Major pools doing "SPV mining" and trust any block on the longest chain. Really?
That enables pretty obvious attacks have a really big disruptive impact.
It is safe if they implement safe guards.
The assumption for SPV mining is that nobody would create invalid blocks. They still cost the same POW to make, so nobody would bother.
This is a reasonable assumption if it is weakened slightly to "It is very rare for other miners to create invalid blocks". Even with SPV mining, you need to eventually check that the full block is valid.
By building empty blocks on the longest header chain, the pool doesn't waste hashing power during the window when a new block is being verified.
A <- B <- C <- D <- e
In this case, A, B, C and D are fully validated but the full block for e hasn't been received yet. The miner only checks POW.

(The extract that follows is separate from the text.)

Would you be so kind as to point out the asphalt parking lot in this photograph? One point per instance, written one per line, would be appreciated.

If the pool mines block E', then it is wasting its hashing power. Even if E' is found, it will be older than e, so will be rejected by the network.
By building an empty block as block F, the hashing power is not wasted. This is a good thing.

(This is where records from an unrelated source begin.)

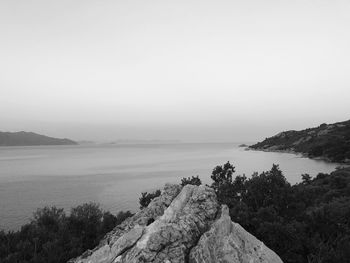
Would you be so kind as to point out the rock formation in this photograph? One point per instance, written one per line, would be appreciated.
(181, 225)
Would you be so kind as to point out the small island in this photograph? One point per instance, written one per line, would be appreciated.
(31, 139)
(329, 142)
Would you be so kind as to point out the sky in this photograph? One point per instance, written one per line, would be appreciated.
(185, 70)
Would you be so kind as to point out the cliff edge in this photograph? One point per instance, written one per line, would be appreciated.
(183, 224)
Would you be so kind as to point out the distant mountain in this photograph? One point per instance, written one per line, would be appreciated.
(30, 138)
(327, 141)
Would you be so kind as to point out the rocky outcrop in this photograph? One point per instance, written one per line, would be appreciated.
(181, 225)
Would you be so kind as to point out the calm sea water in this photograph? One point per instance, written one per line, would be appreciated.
(115, 175)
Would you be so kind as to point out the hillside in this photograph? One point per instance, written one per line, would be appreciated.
(327, 141)
(30, 138)
(183, 224)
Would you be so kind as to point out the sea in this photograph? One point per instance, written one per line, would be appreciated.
(114, 175)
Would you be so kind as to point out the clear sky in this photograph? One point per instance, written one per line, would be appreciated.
(189, 70)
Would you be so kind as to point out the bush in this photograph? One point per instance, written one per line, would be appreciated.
(146, 198)
(54, 237)
(306, 222)
(194, 180)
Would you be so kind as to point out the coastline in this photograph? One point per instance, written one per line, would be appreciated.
(300, 154)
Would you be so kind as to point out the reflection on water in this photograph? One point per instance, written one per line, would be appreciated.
(115, 175)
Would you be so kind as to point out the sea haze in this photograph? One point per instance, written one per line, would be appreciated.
(114, 175)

The problem starts if block E (full block for e) was actually invalid. In that case, we don't want miners building on top of it.
An easy way to accomplish it is to have a timeout. If you are building empty blocks on block e for more than a minute, assume E was invalid after all and switch back to building on D.
Ties should be broken in favor of the block that is fully validated.
The irony in this case is that the invalid fork could have been detected by only checking the headers, so the full block wasn't even needed anyway.